The third mistake the Germans made occurred south of the the border, our border. British intelligence had intercepted a communique from the German Foreign Secretary Artur Zimmerman to his ambassador to Mexico in Mexico City. Known as the Zimmerman Telegram, the note instructed the ambassador to approach the Mexican government on the possibility of a Mexican-German military alliance should the US declare war on Germany. Germany would assist Mexico with arms and funds if they would stage an invasion of the American southwest. Germany would also assist Mexico in reclaiming the land lost in the Mexican-American war. Small places like Texas and California. Tensions between Mexico and the US were already high. The neighbor to the South was already in the midst of revolution and political instability and General John “Black Jack” Pershing had been chasing Poncho Villa back and forth across the border for months. Despite the tension, the plan was infeasible and quixotic. Mexico was in no position, as per the aforementioned revolutionary activity, to make war on the US and Germany could promise all the guns and money it wanted, but how were they going to get them to Mexico? The British blockades weren’t letting anything in, and they certainly weren’t going to let anything out. The Huns were most definitely desperately grasping at straws.

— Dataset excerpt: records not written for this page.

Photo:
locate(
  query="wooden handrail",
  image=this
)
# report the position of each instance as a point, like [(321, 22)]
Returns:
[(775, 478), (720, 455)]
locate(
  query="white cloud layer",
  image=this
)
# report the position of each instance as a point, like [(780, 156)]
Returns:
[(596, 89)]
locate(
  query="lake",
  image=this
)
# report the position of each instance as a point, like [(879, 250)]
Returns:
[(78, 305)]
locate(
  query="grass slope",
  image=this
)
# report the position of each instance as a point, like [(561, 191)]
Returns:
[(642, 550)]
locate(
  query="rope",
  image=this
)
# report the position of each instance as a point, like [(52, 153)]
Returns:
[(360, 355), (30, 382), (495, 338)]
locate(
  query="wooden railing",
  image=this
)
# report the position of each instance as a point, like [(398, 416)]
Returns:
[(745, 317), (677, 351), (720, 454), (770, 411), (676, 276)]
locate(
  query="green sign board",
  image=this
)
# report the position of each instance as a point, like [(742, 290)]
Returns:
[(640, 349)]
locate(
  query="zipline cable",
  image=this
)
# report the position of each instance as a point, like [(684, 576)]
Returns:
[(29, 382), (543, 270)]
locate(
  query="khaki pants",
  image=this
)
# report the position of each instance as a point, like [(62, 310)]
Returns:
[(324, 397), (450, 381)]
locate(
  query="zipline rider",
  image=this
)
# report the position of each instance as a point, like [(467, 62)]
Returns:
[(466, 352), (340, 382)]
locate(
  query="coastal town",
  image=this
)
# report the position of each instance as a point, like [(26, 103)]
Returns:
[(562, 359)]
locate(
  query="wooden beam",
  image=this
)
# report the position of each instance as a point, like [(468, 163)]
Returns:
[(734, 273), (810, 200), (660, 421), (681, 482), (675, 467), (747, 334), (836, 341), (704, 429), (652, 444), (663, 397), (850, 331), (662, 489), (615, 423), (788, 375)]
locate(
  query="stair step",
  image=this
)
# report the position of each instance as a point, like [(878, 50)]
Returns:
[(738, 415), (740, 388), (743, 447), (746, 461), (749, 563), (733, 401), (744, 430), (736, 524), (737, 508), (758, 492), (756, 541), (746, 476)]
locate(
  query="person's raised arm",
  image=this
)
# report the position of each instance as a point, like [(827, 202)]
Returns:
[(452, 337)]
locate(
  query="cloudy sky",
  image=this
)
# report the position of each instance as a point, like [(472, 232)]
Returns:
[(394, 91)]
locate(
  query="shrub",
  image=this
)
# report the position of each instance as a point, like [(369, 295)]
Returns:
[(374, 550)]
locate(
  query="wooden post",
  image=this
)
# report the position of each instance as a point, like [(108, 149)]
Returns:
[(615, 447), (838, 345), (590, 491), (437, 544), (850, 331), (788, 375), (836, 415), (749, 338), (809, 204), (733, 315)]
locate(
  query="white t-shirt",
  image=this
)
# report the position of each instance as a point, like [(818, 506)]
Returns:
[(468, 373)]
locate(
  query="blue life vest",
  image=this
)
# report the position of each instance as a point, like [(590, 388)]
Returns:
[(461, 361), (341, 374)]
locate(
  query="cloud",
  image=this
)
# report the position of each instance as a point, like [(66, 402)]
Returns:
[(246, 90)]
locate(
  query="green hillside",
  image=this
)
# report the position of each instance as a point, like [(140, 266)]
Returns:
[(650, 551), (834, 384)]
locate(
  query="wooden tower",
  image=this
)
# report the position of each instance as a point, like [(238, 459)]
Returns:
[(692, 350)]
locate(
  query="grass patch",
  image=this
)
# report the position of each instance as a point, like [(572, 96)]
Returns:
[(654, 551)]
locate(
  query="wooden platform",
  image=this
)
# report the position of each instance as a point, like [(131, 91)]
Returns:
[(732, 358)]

The Zimmerman Note was the last of these straws. The British turned it over to the US in February of 1917 and by April Wilson had asked Congress for a declaration of war against Germany to make “the world safe for democracy.” War could no longer be avoided. Also playing a part in Wilson’s decision was the fact that Imperial Russia was now out of the Allied camp, and indeed no longer existed. The Bolsheviks had taken over and made peace with Germany. Even if the Tsar still had been in power, its unlikely this would have been a sticking point for Wilson as public opinion would likely have forced him to the same conclusion.
By June of 1917 there were 14,000 US troops in Europe under the command of Pershing. In eleven months there would be over a million. Six months after that, on November 11th, 1918, the War to End All Wars, that began with the assassination of an Austrian nobleman (who was commissioning a symphony in C) that claimed more than 9,000,000 lives, that redrew the maps of Europe and the Middle East, that would send echos nearly 100 years into the future was over. The document that was supposed to mark a new era for mankind, the Treaty of Versailles, would leave a devastating legacy that would lead, a mere 21 years hence, to an even greater conflict. But that is a post for another day.
(P.S. Bonus points to whoever can pick out the obscure song reference in that last paragraph.)